CafeMom recently posted “7 Reasons I’d Never Homeschool My Teen” by Ericka Sóuter. It’s not mean-spirited or anything, but it is ignorant … almost willfully so, since the points made are so well-refuted in so many places it seems like they should just Go. Away. and never bother us again. But since they haven’t, I’m going to refute them in one more place, right here.
Ms. Sóuter writes:
I recently came across the story of a Tesca Fitzgerald, who, at 12, is getting ready to start college and plans to be working her Ph.D. by age 16. Her proud mother credited her daughter’s genius to the fact that she was homeschooled. Amazing, right? But I have to tell you, that is as impressive as it is crazy. It made me wonder if I could homeschool my teen or pre-teen. With the cost of private school in New York City, the idea is an attractive one. But I quickly came to my senses and here’s why. Check out the 7 reasons I’d never home school my teen.
Before you say you’d never do something, you really ought to know what it is you’re talking about! Preconceived notions are so often wrong, as every single one of Ms. Sóuter’s points is.
1. I could probably get him through algebra and geometry, but we’d both need a tutor when it came to calculus. Sure, I took it in high school but it was in one ear and out the other as soon as the final was finished.
2. I can’t imagine his first intense classroom setting being a college lecture. Talk about intimidating.
Algebra, geometry, calculus: Get a tutor. Join a co-op. Learn alongside him. Enroll him in a community college class (which also takes care of that “first intense classroom setting” by the way). If he loves it, get him a curriculum and let him go to town on his own.
Or … let him skip it until he needs it (or finds he doesn’t need it) in college. Seriously, if you, a functioning adult, realize that calculus was “in one ear and out the other,” and you know you have never used or needed to use calculus since, and you did not retain even enough of your high school “learning” to work through a textbook with your child, then what’s the point? Just the mark on the piece of paper?

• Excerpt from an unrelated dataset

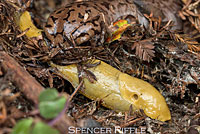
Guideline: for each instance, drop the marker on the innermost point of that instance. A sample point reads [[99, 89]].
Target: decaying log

Through some sort of fluke, of which I can’t even begin to remember the whys and wherefores, I escaped public high school without ever taking geometry. I didn’t take it in college either, and my life has not been blighted. As a matter of fact, I received two separate scholarships based on my ACT and SAT scores. Without geometry!
3. We’d get sick of each other by week
4. When he complains about his bitchy teacher, he’ll be talking about me.
5. When I complain about my crappy job, I’ll be talking about him.
This … I’m sorry, this just makes me sad. My kids and I have never once gotten sick of each other. I like my children a lot, and they seem to like me back.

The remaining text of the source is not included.